Churchill had been moving his stick absent-mindedly in the dust of the
road, he had produced a big "C H U." She had erased it with the point of
her foot--"like that," she concluded.

He laid his head back and laughed almost heartily.

"Dear me," he said, "I had no idea that I was so much in the way of--of
yourself and Mrs. Granger."

"Oh, it's not only that," she said, with a little smile and a cast of
the eye to me. "But you've got to make way for the future."
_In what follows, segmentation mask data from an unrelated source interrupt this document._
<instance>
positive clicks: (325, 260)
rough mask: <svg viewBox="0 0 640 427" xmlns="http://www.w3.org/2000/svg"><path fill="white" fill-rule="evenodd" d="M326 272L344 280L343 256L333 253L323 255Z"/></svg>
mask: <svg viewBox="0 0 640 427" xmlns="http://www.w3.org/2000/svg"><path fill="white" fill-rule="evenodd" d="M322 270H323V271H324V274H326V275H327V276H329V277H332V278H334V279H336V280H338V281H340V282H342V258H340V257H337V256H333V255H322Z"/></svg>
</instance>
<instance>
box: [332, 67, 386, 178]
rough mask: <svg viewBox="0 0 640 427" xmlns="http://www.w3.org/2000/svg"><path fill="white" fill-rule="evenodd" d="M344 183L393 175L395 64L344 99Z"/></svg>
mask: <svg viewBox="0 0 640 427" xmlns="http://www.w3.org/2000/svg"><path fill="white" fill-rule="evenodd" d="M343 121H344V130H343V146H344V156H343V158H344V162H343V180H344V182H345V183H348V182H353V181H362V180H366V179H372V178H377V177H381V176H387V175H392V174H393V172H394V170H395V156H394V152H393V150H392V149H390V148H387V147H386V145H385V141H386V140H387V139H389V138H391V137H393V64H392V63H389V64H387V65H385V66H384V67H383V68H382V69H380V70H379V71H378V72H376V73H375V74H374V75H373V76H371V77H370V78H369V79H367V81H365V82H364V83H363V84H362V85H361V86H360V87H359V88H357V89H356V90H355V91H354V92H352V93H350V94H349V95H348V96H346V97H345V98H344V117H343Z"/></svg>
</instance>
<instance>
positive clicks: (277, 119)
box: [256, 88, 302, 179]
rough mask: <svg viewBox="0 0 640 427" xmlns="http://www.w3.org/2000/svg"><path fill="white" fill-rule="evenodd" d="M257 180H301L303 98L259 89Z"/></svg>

Churchill's face changed suddenly. He looked rather old, and grey, and
wintry, even a little frail. I understood what she was proving to me,
and I rather disliked her for it. It seemed wantonly cruel to remind a
man of what he was trying to forget.

"Ah, yes," he said, with the gentle sadness of quite an old man, "I dare
say there is more in that than you think. Even you will have to learn."